- Butuceni
- Coordinates: 47°32′22″N 29°1′50″E﻿ / ﻿47.53944°N 29.03056°E
- Country (de jure): Moldova
- Country (de facto): Transnistria
- Elevation: 70 m (230 ft)
- Time zone: UTC+2 (EET)
- • Summer (DST): UTC+3 (EEST)

= Butuceni =

Butuceni (Moldovan Cyrillic: Бутучень, Бутучани, Butuchany, Бутучаны, previously Ботушаны, Botushany, Botuszany) is a village in the Rîbnița District of Transnistria, Moldova. It has since 1990 been administered as a part of the self-proclaimed Pridnestrovian Moldavian Republic (PMR).

==History==
Botuszany, as it was known in Polish, was a private village of the Lubomirski family, administratively located in the Bracław County in the Bracław Voivodeship in the Lesser Poland Province of the Kingdom of Poland. Following the Second Partition of Poland, it was annexed by Russia. In the 19th century, it remained a possession of Polish nobility, i.e.

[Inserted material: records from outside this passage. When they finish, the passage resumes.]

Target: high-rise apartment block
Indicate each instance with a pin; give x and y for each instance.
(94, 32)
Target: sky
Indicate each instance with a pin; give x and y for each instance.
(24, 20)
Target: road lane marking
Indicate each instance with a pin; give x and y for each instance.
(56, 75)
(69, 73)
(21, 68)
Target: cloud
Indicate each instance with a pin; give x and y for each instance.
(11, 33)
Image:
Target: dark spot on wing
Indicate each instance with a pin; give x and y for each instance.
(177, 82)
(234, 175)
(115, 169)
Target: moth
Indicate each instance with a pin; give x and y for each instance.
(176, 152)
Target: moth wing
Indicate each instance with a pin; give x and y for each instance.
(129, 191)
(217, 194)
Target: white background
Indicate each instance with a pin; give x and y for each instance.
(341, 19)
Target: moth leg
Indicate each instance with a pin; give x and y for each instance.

Grabowski and Lipkowski families.

In 1924, it became part of the Moldavian Autonomous Oblast, which was soon converted into the Moldavian Autonomous Soviet Socialist Republic, and the Moldavian Soviet Socialist Republic in 1940 during World War II. From 1941 to 1944, it was administered by Romania as part of the Transnistria Governorate.

According to the 2004 census, the population of the village was 1,411 inhabitants, of which 1,334 (94.54%) were Moldovans, 27 (1.91%) Ukrainians and 36 (2.55%) Russians.